6. Environemntal Factors

When thinking about your backyard flock, it makes a lot of sense that intense weather conditions and seasonal changes may adversely affect their longevity. Chickens live outdoors for the most part. They usually have a coop with a run sometimes attached to it, but they spend their days outdoors in most conditions. Chickens need access to plenty of clean, fresh air, and their coop should remain dry and relatively warm. Keeping your chicken’s environment (i.e., their coop) clean can greatly increase their lifespan. 

 Their bodies are pretty well adapted to common changes in temperatures of a few degrees, but sometimes the weather can change dramatically. These conditions can be a shock to your chickens’ bodies, and it can be hard for them to acclimate. As such, this can sometimes impact your chicken’s lifespan. 

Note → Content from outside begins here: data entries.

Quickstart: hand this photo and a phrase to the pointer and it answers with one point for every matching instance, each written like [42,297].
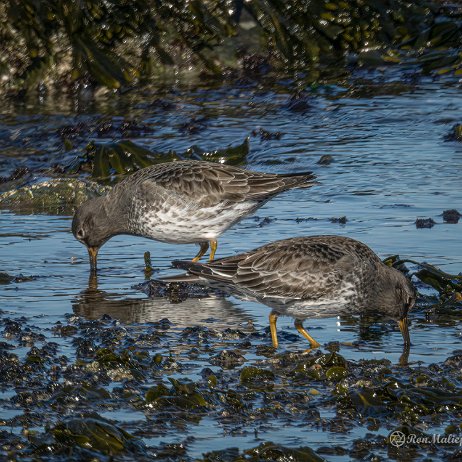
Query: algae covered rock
[97,434]
[52,196]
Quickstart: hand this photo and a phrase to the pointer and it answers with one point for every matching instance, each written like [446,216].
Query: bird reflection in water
[209,310]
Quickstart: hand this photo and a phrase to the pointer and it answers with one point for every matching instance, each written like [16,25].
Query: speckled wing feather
[210,183]
[291,268]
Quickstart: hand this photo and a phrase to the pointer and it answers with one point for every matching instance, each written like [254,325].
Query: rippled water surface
[391,165]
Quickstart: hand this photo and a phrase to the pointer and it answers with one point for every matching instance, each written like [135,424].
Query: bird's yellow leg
[213,249]
[274,334]
[202,251]
[301,329]
[404,328]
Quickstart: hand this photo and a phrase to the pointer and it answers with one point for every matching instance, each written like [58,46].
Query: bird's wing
[209,183]
[295,268]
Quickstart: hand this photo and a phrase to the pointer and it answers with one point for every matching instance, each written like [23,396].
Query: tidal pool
[391,165]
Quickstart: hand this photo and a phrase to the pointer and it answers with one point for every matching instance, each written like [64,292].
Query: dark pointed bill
[403,327]
[93,254]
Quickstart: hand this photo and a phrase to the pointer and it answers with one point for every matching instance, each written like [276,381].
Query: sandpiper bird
[179,202]
[318,276]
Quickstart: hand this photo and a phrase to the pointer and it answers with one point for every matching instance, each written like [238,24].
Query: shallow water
[390,166]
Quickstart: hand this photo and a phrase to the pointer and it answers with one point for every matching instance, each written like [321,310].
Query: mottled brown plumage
[314,276]
[180,202]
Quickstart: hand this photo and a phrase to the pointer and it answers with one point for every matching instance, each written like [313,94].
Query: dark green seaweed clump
[101,368]
[117,44]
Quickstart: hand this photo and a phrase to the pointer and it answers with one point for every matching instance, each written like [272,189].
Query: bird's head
[398,296]
[92,227]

A sudden drop into freezing cold temperatures can also be a shock to you, which can affect your flock. If you haven’t had time to prepare your chicken coop for a cold snap, your chickens could become too cold and experience frostbite or even freeze to death. Ensuring you have a weatherproof coop with no drafts and an automatic chicken coop door that will close securely can help ensure your chickens are protected from harsh weather. 


Our backyard feathery friends can live a lot longer than expected if they’re properly taken care of. This includes providing them with proper shelter and housing, good food, proper protection, and generally taking great care of them. If your backyard chickens are cared for properly, they can live long, happy lives, sometimes even up to fifteen years.